Counsel Christopher Alpin told the board the submission is being treated as a plan that predates subdivision control rules and that the applicant “has certain protections” tied to an historic plan, but still must provide a plan that the board and peer reviewers can evaluate for access and utility service. An abutter submitted a written letter and spoke at the hearing, saying the “proposed road could do severe damage to my septic system, which has been serving the house for over 30 years.”

Why it matters: The board must balance property‑owner easement rights shown on historic plans with public‑safety and infrastructure standards required for subdivision approval. If the road cannot be designed to sustain emergency access without harming underlying private systems, the board may require mitigations, waivers or conditions before approval.

Key details: Counsel and staff told the board the applicant should file a plan treated like a definitive subdivision application that identifies every waiver requested and that the applicant should submit a full title run (a complete title report), engineered roadway drawings showing load/grade/stormwater management, and place funds in escrow so Graves Engineering (the peer reviewer cited in the packet) can evaluate adequacy. The applicant’s representative agreed to submit those materials together.

At the hearing the abutter identified deed references she says undercut the applicant’s claim to shared use of the private way and asked the board to deny the plan; the applicant and his wife said they have attempted due diligence with the board of health and will provide engineering plans and, where permitted, additional evidence (for example, camera inspection of a septic system with the abutter’s consent) to resolve location and impact questions.

The board recorded a motion to continue the public hearing to March 18, 2026, and voted in favor. Next steps set by the board: the applicant is to submit (1) a full title run, (2) an engineered road‑improvement plan addressing emergency‑vehicle loading and drainage, (3) a waiver list with explicit justification for each requested waiver, and (4) escrowed funds for peer review.

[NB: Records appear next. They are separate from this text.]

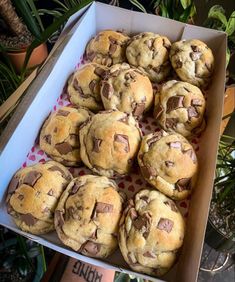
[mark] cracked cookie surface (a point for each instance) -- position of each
(33, 194)
(84, 86)
(126, 89)
(179, 107)
(150, 52)
(151, 231)
(193, 61)
(59, 137)
(168, 162)
(87, 215)
(109, 143)
(107, 48)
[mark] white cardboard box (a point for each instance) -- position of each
(24, 126)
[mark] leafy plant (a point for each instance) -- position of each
(217, 20)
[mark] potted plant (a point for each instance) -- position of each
(18, 35)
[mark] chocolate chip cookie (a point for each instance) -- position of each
(87, 216)
(193, 61)
(179, 107)
(150, 233)
(169, 163)
(107, 48)
(33, 194)
(109, 143)
(150, 51)
(84, 86)
(126, 89)
(59, 137)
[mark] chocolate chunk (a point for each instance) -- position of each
(107, 90)
(195, 48)
(121, 138)
(175, 144)
(183, 184)
(21, 197)
(169, 163)
(142, 223)
(90, 247)
(196, 102)
(96, 145)
(165, 224)
(192, 112)
(172, 205)
(103, 208)
(178, 64)
(195, 55)
(112, 48)
(92, 85)
(64, 148)
(59, 218)
(50, 192)
(28, 219)
(171, 122)
(100, 72)
(191, 154)
(138, 109)
(156, 136)
(32, 177)
(62, 113)
(133, 214)
(149, 255)
(13, 185)
(148, 171)
(63, 174)
(47, 138)
(158, 111)
(174, 102)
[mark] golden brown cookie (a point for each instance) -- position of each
(84, 86)
(107, 48)
(151, 232)
(109, 143)
(169, 163)
(59, 136)
(87, 215)
(193, 61)
(126, 89)
(179, 107)
(33, 194)
(150, 51)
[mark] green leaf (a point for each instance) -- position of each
(24, 11)
(231, 24)
(217, 12)
(138, 5)
(185, 3)
(35, 13)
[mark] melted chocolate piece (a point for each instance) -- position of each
(59, 217)
(96, 144)
(64, 148)
(28, 219)
(121, 138)
(62, 113)
(107, 90)
(174, 102)
(183, 184)
(165, 224)
(32, 177)
(13, 185)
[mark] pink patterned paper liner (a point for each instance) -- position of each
(129, 184)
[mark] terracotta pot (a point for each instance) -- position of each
(38, 55)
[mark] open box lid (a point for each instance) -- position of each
(24, 126)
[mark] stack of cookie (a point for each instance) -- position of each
(109, 96)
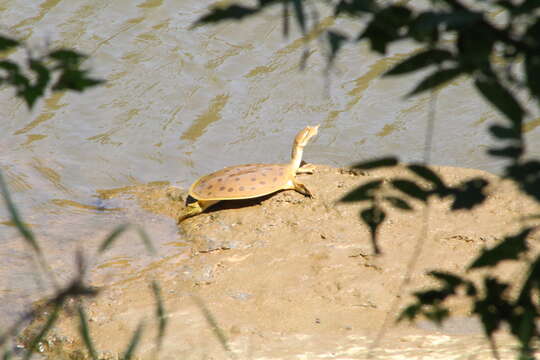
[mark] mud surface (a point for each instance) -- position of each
(293, 277)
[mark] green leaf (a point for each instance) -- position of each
(85, 333)
(398, 203)
(24, 230)
(420, 61)
(7, 43)
(51, 320)
(373, 217)
(436, 79)
(377, 163)
(500, 98)
(135, 339)
(363, 192)
(410, 188)
(232, 12)
(508, 249)
(161, 315)
(112, 237)
(469, 194)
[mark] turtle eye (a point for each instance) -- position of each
(190, 200)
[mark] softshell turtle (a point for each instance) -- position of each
(250, 180)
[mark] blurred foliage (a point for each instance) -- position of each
(56, 70)
(502, 59)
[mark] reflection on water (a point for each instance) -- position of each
(179, 103)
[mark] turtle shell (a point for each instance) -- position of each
(241, 182)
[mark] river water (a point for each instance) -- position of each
(181, 102)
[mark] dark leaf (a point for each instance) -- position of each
(475, 44)
(112, 237)
(410, 312)
(512, 152)
(437, 314)
(427, 174)
(508, 249)
(7, 43)
(527, 175)
(426, 27)
(433, 296)
(33, 92)
(135, 339)
(160, 313)
(420, 61)
(355, 7)
(410, 188)
(503, 132)
(75, 79)
(67, 58)
(398, 203)
(374, 164)
(532, 282)
(501, 98)
(85, 334)
(363, 192)
(436, 79)
(386, 27)
(469, 194)
(450, 280)
(232, 12)
(373, 217)
(532, 69)
(493, 309)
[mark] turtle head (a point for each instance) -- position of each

The board noted any private‑title disputes or claims of easement abandonment would be matters for title counsel or the courts, and not a substitute for the technical and plan review the board requires.

The hearing record includes peer‑review comments from Graves Engineering and written material from the abutter; the board said it will not ask the town to perform a title search but will accept applicant‑provided title documentation for verification before making a decision.

The public hearing will reconvene on March 18, 2026, unless parties file new materials that change that schedule.